Completed foreclosures are an indication of the total number of homes actually lost to foreclosure. Since the financial crisis began in September 2008, there have been approximately 5.2 million completed foreclosures across the country, and since homeownership rates peaked in Q2 of 2004, there have been approximately 7 million homes lost to foreclosure.
As of September 2014, approximately 607,000 homes nationally were in some stage of foreclosure, known as the foreclosure inventory, compared to 924,000 in September 2013, a year-over-year decrease of 34.3 percent.
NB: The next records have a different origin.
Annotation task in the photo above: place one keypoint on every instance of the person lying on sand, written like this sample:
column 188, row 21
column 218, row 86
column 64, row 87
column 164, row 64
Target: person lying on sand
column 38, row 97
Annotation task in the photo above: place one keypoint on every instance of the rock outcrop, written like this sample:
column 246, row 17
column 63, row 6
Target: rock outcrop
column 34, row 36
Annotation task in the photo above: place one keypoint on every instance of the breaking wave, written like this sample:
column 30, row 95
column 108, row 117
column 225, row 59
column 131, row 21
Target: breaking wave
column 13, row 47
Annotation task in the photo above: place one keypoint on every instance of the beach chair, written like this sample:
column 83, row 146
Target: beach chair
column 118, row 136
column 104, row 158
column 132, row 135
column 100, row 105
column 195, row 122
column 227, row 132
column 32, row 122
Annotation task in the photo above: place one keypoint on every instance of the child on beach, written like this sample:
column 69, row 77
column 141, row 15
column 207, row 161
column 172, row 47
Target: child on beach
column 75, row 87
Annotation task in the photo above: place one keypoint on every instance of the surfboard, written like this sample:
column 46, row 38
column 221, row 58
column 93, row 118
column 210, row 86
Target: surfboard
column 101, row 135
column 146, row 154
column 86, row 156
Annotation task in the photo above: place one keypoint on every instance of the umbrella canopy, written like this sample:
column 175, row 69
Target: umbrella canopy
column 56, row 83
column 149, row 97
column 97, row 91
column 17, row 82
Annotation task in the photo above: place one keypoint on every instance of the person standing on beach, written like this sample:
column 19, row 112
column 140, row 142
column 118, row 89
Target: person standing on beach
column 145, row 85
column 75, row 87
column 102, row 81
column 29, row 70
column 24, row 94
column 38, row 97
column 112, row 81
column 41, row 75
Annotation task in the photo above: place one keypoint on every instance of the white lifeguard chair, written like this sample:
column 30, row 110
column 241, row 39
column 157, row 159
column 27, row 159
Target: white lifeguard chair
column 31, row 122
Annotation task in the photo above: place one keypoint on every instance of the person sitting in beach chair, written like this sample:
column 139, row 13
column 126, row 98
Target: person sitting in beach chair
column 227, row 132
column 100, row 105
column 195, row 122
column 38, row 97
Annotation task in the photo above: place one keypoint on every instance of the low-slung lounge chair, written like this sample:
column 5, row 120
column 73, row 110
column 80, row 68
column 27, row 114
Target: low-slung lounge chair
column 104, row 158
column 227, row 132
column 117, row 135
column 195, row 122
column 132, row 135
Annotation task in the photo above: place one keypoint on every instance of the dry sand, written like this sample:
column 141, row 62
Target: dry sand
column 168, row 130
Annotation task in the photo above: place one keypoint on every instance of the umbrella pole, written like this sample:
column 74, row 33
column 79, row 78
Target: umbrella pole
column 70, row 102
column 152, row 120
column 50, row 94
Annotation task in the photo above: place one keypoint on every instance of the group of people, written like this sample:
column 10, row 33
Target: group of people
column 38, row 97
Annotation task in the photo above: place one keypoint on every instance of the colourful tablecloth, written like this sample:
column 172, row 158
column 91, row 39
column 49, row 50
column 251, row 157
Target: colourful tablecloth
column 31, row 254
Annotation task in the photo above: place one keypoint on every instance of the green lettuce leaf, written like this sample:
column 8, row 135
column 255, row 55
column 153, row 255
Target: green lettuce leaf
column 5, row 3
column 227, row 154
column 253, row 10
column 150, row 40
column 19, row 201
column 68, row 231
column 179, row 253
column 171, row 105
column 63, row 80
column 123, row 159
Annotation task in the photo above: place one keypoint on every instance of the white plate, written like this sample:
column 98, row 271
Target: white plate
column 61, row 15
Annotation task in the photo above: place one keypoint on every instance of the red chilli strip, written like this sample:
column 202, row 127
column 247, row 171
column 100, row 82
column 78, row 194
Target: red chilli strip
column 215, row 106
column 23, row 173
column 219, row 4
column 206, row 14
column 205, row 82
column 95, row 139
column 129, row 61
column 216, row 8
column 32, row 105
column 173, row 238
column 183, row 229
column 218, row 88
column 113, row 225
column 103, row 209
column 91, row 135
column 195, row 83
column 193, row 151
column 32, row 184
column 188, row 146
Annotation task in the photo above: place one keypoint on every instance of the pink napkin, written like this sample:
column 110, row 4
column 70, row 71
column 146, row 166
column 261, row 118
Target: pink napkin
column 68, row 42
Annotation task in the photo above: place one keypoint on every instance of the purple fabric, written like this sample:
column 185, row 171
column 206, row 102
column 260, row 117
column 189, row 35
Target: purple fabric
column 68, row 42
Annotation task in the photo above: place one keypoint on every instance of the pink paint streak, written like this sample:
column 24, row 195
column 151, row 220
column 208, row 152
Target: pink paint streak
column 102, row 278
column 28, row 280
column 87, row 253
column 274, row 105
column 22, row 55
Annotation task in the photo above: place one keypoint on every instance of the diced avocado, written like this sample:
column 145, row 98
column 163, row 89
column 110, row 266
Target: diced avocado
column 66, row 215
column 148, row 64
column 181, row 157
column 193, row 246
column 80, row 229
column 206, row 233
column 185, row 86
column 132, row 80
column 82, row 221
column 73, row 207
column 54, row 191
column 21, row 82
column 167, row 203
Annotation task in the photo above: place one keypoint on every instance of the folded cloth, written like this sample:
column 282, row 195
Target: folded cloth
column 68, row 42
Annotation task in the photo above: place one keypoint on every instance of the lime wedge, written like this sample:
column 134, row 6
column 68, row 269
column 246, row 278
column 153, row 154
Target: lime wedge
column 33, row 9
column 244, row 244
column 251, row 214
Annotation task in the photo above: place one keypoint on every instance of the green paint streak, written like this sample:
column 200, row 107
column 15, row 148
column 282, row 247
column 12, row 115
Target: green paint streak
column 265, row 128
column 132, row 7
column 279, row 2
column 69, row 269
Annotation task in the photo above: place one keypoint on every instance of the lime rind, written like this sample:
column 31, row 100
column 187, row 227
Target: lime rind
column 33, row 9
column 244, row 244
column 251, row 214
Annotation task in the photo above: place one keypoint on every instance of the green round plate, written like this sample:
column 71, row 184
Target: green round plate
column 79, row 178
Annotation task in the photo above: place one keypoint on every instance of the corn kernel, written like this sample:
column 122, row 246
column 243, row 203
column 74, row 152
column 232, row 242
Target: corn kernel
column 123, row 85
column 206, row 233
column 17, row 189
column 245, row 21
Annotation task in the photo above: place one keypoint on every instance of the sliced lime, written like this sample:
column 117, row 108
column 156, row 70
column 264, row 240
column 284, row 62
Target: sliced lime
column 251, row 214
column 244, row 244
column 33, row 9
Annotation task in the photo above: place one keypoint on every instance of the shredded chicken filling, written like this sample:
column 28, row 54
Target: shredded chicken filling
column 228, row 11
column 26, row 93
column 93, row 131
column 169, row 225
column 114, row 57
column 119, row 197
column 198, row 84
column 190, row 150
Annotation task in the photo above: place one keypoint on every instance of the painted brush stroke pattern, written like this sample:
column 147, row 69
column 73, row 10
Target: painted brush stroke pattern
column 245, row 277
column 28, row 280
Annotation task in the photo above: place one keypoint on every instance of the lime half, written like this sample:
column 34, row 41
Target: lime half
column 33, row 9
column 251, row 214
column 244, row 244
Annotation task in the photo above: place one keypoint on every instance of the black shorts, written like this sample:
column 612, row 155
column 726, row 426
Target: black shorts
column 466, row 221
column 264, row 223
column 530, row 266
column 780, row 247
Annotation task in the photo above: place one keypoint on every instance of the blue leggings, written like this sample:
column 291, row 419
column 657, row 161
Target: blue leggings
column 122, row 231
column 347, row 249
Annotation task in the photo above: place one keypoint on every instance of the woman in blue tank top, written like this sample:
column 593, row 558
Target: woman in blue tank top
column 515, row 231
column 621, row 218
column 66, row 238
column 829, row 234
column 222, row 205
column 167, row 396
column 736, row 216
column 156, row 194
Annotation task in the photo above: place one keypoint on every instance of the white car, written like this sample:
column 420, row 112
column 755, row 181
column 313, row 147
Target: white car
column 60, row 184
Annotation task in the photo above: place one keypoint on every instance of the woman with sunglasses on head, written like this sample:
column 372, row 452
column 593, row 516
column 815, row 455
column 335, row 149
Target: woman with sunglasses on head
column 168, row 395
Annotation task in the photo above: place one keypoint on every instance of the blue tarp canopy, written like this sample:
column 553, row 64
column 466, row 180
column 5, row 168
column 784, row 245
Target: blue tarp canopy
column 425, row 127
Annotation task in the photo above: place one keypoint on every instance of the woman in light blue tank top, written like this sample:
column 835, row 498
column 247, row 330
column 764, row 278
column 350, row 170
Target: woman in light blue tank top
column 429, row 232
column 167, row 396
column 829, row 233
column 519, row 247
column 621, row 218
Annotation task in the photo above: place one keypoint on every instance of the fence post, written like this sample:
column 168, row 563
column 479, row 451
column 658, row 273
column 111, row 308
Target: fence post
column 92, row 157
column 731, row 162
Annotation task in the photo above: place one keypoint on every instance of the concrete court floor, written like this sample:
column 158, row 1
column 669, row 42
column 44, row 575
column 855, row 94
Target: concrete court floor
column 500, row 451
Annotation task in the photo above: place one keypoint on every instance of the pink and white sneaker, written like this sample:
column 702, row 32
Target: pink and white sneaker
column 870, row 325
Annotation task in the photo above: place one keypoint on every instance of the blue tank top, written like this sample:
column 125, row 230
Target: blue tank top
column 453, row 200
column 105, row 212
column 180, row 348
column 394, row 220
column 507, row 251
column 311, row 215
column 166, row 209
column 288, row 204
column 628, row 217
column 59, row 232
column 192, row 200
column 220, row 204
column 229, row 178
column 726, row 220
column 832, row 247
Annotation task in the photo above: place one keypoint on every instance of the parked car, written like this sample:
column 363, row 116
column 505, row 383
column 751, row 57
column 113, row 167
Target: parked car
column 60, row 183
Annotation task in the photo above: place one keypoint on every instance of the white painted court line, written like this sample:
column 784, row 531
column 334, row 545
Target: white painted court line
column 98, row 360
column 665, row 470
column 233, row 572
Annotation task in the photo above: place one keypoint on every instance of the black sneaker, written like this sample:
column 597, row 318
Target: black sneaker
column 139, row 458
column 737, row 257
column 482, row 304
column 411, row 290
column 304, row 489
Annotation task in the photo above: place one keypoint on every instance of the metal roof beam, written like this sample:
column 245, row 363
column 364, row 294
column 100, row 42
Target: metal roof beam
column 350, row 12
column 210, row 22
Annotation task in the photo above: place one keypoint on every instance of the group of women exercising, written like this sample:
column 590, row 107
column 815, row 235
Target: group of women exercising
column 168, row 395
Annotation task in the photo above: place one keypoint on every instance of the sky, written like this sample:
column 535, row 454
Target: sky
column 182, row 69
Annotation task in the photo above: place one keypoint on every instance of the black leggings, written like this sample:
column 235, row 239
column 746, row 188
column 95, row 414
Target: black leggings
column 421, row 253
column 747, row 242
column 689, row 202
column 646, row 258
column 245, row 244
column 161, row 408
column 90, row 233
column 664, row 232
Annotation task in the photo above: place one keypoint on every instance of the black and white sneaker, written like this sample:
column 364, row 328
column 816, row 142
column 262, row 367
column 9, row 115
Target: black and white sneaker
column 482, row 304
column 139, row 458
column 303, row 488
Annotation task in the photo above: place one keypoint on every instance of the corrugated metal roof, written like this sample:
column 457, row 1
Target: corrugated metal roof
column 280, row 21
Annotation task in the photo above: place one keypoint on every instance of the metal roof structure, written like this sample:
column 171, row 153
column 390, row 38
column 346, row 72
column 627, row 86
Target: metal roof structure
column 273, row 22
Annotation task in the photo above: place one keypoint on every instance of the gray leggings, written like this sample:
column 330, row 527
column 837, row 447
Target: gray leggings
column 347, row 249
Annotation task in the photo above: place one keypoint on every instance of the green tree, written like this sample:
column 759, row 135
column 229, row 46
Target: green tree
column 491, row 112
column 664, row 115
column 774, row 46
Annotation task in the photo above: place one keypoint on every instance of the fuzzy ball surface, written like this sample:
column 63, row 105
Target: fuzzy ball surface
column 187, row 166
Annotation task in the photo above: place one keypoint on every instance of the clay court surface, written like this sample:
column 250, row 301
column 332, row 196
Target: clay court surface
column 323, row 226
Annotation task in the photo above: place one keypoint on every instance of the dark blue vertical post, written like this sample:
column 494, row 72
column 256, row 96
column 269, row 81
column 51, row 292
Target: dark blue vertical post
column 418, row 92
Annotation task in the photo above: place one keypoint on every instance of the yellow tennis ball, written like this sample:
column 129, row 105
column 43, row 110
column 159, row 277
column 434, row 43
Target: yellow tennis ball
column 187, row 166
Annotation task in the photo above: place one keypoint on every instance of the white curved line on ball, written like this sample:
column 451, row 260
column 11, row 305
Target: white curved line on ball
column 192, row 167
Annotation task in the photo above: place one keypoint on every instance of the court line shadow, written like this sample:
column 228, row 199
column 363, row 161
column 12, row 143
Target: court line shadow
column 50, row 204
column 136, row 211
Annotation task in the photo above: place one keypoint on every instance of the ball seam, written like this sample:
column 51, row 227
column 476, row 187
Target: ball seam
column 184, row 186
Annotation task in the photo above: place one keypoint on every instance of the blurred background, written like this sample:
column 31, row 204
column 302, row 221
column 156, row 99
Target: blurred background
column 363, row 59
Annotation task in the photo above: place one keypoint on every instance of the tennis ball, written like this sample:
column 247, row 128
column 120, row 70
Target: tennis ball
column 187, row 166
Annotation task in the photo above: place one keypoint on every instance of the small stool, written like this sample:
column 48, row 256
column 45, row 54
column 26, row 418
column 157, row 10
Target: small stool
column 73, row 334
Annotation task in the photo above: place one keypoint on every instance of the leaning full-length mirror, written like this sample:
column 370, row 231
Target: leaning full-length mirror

The foreclosure inventory as of September 2014 made up 1.6 percent of all homes with a mortgage, compared to 2.3 percent in September 2013. The foreclosure inventory was down 2.8 percent from August 2014, representing 35 consecutive months of year-over-year declines.
“The level of serious delinquencies has rapidly declined over the last few years, but the pace of improvement is beginning to recede,” said Sam Khater, deputy chief economist at CoreLogic. “As of June, serious delinquencies were 26 percent lower than the prior year, but as of September serious delinquencies were 21 percent lower.”
“The number of completed foreclosures ticked up a bit in September from the prior month and is still running above historic norms,” said Anand Nallathambi, president and CEO of CoreLogic. “Although the foreclosure inventory and rates of seriously delinquent loans remain elevated in many states, progress is being made and this bodes well for a better housing market in 2015 and beyond.”